Northeastern Section–41st Annual Meeting (20–22 March 2006)

Paper No. 3
Presentation Time: 8:00 AM-12:00 PM


OAKLEY, Bryan A. and BOOTHROYD, Jon C., Department of Geosciences, Univ of Rhode Island, Kingston, RI 02881,

Greenwich Bay (GBay), Rhode Island, located in northwest Narragansett Bay, is a shallow embayment that is vital to the overall ecosystem health of Narragansett Bay. Side-scan sonar, a method of imaging the seafloor using acoustic energy (sound) was used to map Holocene sediment cover and Late Wisconsinan glacial outcrop in GBay.

An array of benthic habitats were identified and their extent was mapped. There is a general trend of decreasing grain size from east to west in the Bay, ranging from sand (and some gravel) along the shallow shelf areas in the eastern Bay to fine-grained silt and silty sand in the western depositional basin. The eastern bayfloor sand sheet probably represents thin Holocene-age sand over glacial deposits comprised of stratified sand and gravel. The relatively shallow western basin appears to be the depositional site for fine-grained, wave-suspended material of Holocene age in GBay. Wind-generated waves from both the northeast and southeast would tend to transport suspended material to the western part of the Bay. The eastern portion of the relatively deeper mid-bay channel system is occupied by silt and silty sand that may represent Holocene deposition of eroded glacial delta-slope material originally deposited during the retreat of the Laurentide ice sheet. Organic silt and silty clay occupies the shallower, upper reaches of the channel. A sandy depositional platform occupies the margin of the northern and southern shorelines of GBay. It formed by deposition of sand eroded from the shoreline as the shoreline retreated due to wave action during storm events. Sand can be supplied from the depositional platform onshore to the adjacent beaches during depositional cycles.

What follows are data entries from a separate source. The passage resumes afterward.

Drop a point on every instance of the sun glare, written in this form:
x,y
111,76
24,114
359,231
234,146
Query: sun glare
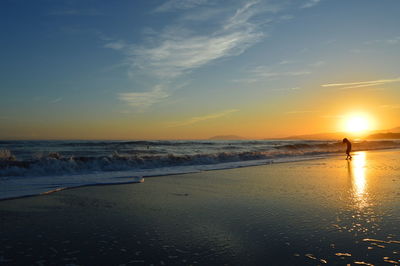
x,y
357,123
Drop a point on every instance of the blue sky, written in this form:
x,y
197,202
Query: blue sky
x,y
194,68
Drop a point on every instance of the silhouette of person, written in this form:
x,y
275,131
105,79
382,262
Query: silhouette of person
x,y
348,150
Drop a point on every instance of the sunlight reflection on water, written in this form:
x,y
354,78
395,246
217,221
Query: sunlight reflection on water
x,y
358,176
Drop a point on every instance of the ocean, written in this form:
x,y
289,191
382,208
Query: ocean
x,y
37,167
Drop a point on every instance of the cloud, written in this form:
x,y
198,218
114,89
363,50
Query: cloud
x,y
180,48
264,72
144,99
57,100
300,112
116,45
317,64
174,5
391,106
360,84
310,3
75,12
197,119
391,41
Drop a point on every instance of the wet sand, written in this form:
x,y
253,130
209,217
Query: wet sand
x,y
302,213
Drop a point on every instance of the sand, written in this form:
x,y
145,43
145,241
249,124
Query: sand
x,y
311,212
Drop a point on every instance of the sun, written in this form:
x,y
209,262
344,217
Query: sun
x,y
357,123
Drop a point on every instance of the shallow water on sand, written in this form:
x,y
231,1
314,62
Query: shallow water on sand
x,y
329,211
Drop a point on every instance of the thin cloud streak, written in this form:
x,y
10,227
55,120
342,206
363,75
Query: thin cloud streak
x,y
300,112
197,119
310,3
178,51
142,100
174,5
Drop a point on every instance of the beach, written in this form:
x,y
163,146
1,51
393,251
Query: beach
x,y
323,211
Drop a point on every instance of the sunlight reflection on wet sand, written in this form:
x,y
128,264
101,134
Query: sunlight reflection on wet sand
x,y
358,177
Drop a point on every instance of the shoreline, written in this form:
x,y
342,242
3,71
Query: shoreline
x,y
140,179
282,214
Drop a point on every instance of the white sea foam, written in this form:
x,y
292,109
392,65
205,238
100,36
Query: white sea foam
x,y
31,168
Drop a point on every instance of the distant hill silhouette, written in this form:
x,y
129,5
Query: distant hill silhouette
x,y
318,136
227,137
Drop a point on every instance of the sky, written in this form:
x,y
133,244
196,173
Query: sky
x,y
193,69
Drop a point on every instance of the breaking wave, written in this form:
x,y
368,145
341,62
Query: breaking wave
x,y
57,163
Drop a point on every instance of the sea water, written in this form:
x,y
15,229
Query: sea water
x,y
35,167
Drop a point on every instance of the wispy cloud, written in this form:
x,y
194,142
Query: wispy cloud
x,y
116,45
391,41
265,72
168,55
391,106
144,99
360,84
57,100
300,111
178,49
310,3
174,5
196,119
75,12
317,64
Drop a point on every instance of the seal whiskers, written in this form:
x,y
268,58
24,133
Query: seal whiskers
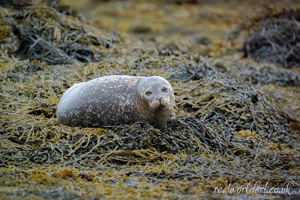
x,y
115,100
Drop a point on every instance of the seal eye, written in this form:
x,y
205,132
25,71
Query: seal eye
x,y
164,90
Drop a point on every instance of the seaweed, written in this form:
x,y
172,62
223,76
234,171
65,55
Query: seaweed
x,y
273,36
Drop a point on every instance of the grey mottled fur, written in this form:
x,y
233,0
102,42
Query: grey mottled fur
x,y
114,100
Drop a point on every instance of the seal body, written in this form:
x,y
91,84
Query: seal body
x,y
115,100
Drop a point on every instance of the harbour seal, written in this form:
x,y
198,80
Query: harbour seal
x,y
115,100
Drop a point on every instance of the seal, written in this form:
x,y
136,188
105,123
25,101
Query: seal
x,y
115,100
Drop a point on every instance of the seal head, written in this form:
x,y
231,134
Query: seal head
x,y
115,100
155,100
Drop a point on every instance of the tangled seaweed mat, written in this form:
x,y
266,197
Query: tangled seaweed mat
x,y
228,133
41,32
223,132
273,36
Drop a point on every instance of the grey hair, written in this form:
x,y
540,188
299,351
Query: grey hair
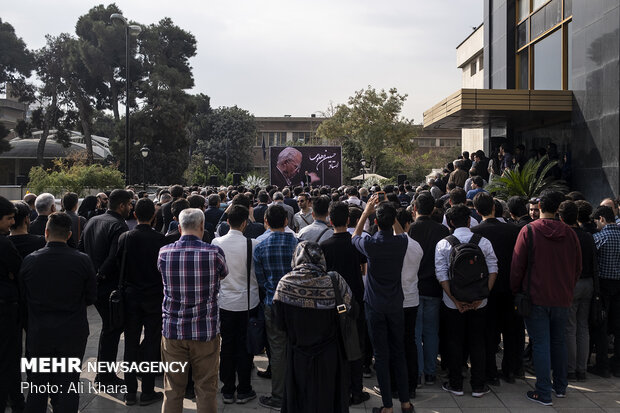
x,y
192,219
44,202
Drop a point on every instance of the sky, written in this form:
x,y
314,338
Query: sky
x,y
292,57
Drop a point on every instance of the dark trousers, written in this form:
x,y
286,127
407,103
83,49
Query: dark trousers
x,y
386,334
141,312
610,293
356,367
411,349
465,328
502,319
235,361
10,353
109,337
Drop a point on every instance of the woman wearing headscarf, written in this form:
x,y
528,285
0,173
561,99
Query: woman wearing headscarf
x,y
305,306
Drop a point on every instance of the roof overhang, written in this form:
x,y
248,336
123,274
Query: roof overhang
x,y
479,108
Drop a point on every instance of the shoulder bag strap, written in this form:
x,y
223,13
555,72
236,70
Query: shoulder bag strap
x,y
121,277
475,239
530,257
340,306
249,269
454,241
321,234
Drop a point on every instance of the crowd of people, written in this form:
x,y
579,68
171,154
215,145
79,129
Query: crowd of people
x,y
427,275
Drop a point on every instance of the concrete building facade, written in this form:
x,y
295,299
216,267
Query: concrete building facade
x,y
551,75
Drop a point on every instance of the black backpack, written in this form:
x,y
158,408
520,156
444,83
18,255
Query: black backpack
x,y
469,274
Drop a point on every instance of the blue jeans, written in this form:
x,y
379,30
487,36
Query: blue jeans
x,y
546,327
427,334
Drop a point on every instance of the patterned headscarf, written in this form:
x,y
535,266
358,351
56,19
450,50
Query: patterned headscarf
x,y
309,285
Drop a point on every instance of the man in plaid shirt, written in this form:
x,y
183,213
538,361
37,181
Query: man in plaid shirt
x,y
608,253
272,260
191,271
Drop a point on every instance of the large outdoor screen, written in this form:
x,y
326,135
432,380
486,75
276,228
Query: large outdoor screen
x,y
298,165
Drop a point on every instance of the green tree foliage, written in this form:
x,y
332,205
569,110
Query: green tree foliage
x,y
370,126
225,129
75,176
165,106
529,182
16,61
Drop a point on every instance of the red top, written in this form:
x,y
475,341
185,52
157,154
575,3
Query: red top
x,y
556,266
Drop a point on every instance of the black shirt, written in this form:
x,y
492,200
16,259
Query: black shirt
x,y
27,243
428,233
10,261
341,256
503,238
141,273
37,227
100,241
58,282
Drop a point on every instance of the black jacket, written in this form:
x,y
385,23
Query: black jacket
x,y
259,213
141,273
503,238
58,283
10,261
100,241
428,233
589,261
37,227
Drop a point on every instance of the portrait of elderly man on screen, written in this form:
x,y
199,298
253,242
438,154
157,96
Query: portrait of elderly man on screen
x,y
289,168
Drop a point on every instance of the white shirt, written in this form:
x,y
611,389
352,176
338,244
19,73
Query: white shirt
x,y
409,274
233,288
472,222
442,259
262,237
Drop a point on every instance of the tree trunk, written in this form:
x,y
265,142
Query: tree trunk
x,y
49,119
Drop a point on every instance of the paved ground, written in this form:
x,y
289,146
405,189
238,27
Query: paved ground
x,y
595,395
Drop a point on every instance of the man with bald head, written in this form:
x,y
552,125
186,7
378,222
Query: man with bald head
x,y
614,206
45,205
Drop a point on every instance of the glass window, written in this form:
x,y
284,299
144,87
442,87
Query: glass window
x,y
545,18
568,8
524,9
537,3
522,59
569,50
522,35
548,62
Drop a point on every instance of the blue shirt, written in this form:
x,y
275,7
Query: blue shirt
x,y
608,252
472,193
272,261
385,253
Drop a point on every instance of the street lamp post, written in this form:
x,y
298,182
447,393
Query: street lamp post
x,y
129,29
144,151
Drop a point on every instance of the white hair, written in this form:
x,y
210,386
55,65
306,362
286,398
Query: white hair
x,y
191,219
44,203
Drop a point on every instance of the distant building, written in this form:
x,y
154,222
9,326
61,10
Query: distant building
x,y
551,75
470,59
283,131
15,164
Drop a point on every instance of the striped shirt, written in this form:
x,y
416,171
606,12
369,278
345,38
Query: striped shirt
x,y
191,272
608,252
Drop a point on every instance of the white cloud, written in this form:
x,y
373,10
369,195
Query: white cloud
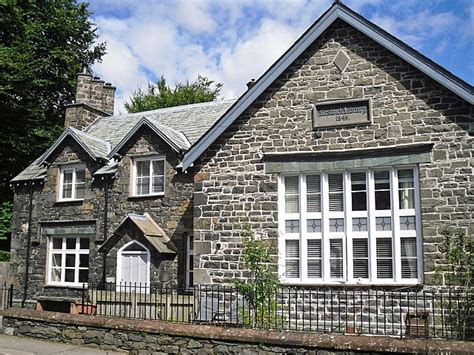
x,y
233,41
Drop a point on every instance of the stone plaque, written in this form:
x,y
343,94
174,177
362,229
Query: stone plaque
x,y
341,113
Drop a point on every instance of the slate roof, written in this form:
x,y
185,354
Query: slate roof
x,y
150,230
179,126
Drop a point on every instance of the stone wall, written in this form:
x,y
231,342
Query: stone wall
x,y
173,212
147,336
232,188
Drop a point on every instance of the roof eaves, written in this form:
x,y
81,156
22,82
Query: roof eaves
x,y
336,11
143,121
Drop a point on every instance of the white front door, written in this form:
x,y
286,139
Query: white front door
x,y
133,268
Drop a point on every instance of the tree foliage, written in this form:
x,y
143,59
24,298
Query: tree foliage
x,y
259,290
43,45
161,95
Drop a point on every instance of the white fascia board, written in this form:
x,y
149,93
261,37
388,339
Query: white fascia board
x,y
412,59
261,85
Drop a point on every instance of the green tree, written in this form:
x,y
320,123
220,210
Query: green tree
x,y
260,289
43,45
161,95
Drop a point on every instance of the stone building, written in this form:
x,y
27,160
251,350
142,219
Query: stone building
x,y
349,156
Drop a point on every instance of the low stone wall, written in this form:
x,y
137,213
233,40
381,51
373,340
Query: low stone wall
x,y
146,336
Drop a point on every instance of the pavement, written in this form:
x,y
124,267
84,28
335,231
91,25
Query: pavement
x,y
14,345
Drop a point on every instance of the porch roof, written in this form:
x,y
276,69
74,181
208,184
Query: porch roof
x,y
150,230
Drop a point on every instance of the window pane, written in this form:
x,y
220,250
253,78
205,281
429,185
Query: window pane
x,y
292,226
67,176
336,188
313,189
336,225
361,268
158,167
84,243
360,248
383,224
143,186
359,192
384,247
408,247
360,265
384,269
67,191
70,243
291,194
158,184
382,190
83,260
69,276
407,223
80,191
57,243
406,198
57,260
314,248
384,258
314,258
143,168
314,203
56,275
70,260
336,248
292,268
359,224
314,269
313,225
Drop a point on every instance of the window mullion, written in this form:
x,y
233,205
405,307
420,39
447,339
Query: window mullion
x,y
371,227
281,226
303,229
348,227
395,226
150,182
325,227
73,187
63,260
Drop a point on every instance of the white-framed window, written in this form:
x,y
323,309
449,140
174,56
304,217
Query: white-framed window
x,y
72,182
68,262
148,176
350,227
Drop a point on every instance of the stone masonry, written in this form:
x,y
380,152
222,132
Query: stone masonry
x,y
232,188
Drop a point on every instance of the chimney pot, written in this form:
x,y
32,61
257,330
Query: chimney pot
x,y
250,83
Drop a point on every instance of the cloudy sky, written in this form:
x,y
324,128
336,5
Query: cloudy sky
x,y
233,41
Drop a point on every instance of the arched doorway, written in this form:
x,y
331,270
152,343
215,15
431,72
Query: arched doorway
x,y
133,266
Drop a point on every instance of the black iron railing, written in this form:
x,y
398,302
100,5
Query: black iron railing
x,y
399,313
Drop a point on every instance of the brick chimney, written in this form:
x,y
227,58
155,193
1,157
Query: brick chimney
x,y
94,98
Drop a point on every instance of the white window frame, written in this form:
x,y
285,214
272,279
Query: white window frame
x,y
189,269
134,174
74,168
63,251
395,212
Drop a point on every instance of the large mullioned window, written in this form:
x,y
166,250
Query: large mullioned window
x,y
351,227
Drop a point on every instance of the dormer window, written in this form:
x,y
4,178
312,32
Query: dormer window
x,y
72,182
148,176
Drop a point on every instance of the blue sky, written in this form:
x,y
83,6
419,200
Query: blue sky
x,y
233,41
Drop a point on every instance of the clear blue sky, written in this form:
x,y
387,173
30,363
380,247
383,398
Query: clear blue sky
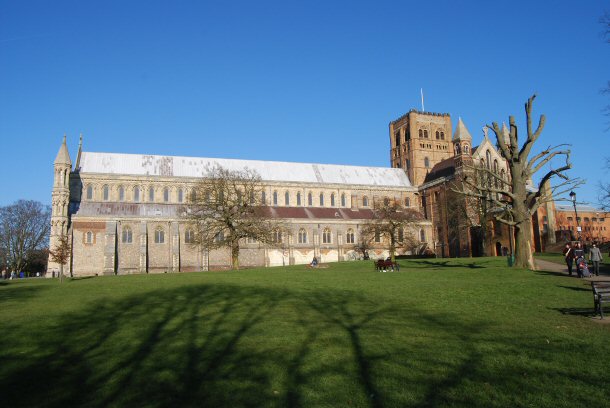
x,y
313,81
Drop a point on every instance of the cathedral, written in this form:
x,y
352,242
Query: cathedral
x,y
121,211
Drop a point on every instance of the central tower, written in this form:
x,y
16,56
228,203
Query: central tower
x,y
418,141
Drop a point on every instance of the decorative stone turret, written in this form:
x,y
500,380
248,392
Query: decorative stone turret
x,y
60,201
462,145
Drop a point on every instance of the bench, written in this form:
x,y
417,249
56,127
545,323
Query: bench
x,y
383,266
601,295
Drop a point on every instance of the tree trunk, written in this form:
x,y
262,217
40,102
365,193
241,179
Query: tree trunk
x,y
235,255
523,248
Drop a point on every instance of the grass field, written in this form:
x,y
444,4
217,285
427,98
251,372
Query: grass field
x,y
437,333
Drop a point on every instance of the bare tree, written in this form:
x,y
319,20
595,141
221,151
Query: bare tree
x,y
24,229
517,200
394,224
226,207
61,254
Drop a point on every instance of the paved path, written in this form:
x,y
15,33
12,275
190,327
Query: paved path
x,y
563,269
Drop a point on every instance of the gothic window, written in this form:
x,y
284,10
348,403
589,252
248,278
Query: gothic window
x,y
302,236
326,236
126,235
159,236
349,237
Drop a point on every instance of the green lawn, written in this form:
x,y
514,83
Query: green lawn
x,y
437,333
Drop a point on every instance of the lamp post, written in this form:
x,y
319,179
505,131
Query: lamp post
x,y
573,198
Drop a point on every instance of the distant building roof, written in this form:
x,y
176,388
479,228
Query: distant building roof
x,y
176,166
579,207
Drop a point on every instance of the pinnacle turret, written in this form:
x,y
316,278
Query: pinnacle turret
x,y
63,156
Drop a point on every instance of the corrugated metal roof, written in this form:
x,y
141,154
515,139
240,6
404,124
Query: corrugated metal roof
x,y
176,166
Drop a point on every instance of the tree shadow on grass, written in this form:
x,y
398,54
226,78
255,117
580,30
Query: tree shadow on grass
x,y
229,345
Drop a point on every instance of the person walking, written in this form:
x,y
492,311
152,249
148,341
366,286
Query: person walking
x,y
568,253
595,257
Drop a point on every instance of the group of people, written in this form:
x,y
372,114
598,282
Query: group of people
x,y
576,254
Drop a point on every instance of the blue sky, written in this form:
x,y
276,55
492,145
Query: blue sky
x,y
312,81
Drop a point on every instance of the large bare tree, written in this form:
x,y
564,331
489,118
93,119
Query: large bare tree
x,y
24,229
394,224
516,202
226,207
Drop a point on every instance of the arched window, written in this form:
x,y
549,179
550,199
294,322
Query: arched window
x,y
159,236
302,236
189,236
126,235
326,236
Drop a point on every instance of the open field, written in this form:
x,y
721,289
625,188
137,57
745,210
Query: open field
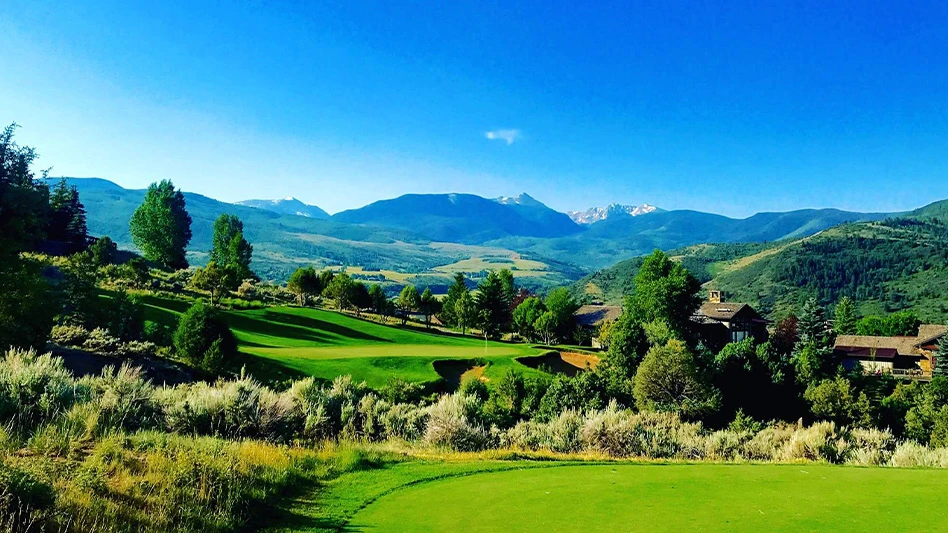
x,y
290,342
629,497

Human activities in GBay have a considerable impact on the benthic habitats. Significant bottom disturbances from quahog (clam) harvesting were mapped in two areas, and the bayfloor around mooring fields show significant alterations, mostly caused by the ground chain dragged along the bottom. Debris from marina construction/destruction and the remnants of shoreline structures (subtidal and intertidal) litters the bayfloor adjacent to most of the developed shoreline. This work was undertaken to assist the Rhode Island Coastal Resources Management Council (CRMC) with the creation of a Special Area Management Plan for Greenwich Bay and the adjacent watershed.